Commencer la journée par un suicide sous le train, il y avait mieux.
  Il faisait un sale temps d’hiver, le jour n’était pas encore parvenu à se lever de ses draps sombres. Le ciel était gris, et un vent glacial soufflait fort.
  Il leur avait fallu parcourir à pied les derniers mètres jusqu’au train arrêté en plein champ, et les deux policiers pressaient le pas sur l’herbe râpée et au-dessus des flaques d’eau gelée. Le conducteur du train les attendait à coté de la locomotive, les yeux rougis par le froid et la mine hagarde.
  « Je n’ai vu qu’une ombre immobile, debout entre les rails. Et puis il y a eu un choc. J’ai freiné mais ça ne servait plus à rien. Je suis presque sûr que... »
  L’homme s’était effondré en pleurs, c’était la première fois que ça lui arrivait. Au dépôt, on lui en avait bien raconté quelques unes des histoires comme celle-là, on lui avait bien dit qu’on n’y pouvait rien, jamais rien, et qu’un jour ou l’autre, ça finit par arriver à chacun d'entre eux. Il le savait que les suicidés des trains ne veulent pas d’une moindre chance d’en réchapper. Mais rien n’y faisait, il reniflait, hoquetait et tremblait tant qu’il pouvait en disant :
  « Ça va passer, ça va passer... »
  Les deux flics s’étaient regardés, et puis s’étaient éloignés en enfilant leurs gants.

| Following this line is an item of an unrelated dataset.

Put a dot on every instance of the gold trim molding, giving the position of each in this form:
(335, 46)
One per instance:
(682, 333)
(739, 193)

  « Bon, hé bien on va aller retrouver le corps.
  - Ou ce qu’il en reste.
  - Ou rien du tout.
  - Ou si peu.
  - Croisons plutôt les doigts qu’on n’ait pas deux kilomètres à faire... »

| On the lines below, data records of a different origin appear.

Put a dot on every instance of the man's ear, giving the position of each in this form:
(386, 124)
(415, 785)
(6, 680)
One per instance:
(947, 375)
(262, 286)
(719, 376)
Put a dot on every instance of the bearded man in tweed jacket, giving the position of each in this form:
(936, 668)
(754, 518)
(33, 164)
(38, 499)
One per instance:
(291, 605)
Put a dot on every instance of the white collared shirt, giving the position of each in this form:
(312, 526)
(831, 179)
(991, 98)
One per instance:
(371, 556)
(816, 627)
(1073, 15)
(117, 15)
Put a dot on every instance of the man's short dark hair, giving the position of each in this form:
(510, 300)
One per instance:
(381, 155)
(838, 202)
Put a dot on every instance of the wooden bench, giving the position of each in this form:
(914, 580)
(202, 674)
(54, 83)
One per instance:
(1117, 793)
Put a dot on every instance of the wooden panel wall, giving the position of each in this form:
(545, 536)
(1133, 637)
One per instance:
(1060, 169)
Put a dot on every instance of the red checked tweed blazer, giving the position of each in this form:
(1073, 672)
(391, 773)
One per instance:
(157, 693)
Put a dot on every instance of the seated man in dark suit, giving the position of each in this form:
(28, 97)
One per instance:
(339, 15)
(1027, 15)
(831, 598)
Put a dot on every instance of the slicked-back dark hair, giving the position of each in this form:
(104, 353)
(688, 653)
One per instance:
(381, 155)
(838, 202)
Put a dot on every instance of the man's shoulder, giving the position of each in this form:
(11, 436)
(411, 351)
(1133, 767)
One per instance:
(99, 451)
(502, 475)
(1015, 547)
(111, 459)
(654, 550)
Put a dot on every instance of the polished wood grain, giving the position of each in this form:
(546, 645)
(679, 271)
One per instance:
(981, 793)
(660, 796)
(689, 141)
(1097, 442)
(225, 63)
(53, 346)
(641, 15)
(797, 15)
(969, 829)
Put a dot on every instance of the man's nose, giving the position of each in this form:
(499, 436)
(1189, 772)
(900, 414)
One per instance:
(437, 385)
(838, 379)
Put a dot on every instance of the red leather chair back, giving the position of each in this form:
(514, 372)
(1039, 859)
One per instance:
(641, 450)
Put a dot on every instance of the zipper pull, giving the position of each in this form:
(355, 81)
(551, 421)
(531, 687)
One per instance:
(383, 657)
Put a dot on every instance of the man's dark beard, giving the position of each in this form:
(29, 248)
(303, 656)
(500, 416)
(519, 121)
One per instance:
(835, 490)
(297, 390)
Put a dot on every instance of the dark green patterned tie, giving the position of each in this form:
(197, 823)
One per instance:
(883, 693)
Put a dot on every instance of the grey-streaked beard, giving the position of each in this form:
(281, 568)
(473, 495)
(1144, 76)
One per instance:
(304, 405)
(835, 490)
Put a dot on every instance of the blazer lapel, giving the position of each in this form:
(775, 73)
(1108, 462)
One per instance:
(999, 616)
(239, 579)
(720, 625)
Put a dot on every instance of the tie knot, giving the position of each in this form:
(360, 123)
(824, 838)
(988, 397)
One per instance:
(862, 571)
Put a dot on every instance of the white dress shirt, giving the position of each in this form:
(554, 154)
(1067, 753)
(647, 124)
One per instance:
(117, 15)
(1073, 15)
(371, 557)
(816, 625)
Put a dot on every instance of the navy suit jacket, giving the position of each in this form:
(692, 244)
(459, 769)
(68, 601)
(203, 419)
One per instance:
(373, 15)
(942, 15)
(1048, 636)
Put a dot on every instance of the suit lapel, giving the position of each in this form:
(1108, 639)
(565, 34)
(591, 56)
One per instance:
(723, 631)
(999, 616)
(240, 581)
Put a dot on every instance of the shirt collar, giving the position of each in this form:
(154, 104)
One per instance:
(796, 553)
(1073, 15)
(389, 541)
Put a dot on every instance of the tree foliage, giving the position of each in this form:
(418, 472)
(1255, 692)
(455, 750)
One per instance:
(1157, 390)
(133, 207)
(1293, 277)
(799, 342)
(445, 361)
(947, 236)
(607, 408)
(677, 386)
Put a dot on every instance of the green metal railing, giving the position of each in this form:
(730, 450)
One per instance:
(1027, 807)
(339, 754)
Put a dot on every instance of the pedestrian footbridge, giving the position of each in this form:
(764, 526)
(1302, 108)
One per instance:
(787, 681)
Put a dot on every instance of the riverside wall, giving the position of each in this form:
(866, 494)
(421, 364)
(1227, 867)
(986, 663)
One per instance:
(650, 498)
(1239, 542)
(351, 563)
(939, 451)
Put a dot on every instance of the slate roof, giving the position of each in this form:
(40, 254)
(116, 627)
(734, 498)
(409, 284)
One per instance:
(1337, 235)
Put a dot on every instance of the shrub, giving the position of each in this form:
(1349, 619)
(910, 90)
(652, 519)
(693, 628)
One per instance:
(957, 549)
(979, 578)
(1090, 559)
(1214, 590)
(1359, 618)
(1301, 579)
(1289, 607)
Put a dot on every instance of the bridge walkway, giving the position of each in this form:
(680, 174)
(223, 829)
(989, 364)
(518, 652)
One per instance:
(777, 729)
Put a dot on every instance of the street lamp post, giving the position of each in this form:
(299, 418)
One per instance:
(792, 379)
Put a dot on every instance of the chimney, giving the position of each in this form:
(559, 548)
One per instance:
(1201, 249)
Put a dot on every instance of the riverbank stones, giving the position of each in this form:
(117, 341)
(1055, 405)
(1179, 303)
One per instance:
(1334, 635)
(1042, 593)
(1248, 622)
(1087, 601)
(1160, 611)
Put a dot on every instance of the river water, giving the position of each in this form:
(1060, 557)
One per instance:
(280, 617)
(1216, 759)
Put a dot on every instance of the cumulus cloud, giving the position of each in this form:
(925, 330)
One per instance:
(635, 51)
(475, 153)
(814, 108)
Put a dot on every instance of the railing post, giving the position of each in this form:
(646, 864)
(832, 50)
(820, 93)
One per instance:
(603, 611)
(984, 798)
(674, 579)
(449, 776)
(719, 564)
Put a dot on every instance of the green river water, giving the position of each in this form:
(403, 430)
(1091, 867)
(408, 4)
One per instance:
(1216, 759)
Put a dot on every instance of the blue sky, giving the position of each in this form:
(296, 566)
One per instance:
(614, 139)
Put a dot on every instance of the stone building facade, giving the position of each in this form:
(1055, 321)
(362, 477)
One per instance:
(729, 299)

  En remontant le long des wagons, ils avaient regardé sous le train avec leurs lampes torches. Les passagers essuyaient la buée sur les vitres pour les regarder faire. Et puis ils avaient continué le long de la voie, avançant de part et d’autre des rails, en marchant lentement et balayant le sol du regard.
  Il faisait froid, la pluie se remettait à tomber, glaciale et piquante sur les rails vers l’horizon.
  « Un bras.
  - Quoi ?
  - J’ai trouvé un bras. »
  Un bras arraché, jeté sur la terre froide. C’était un bras de femme, une frêle main blanche, du vernis écaillé aux ongles et un anneau d’or au doigt, avec une petite perle rose.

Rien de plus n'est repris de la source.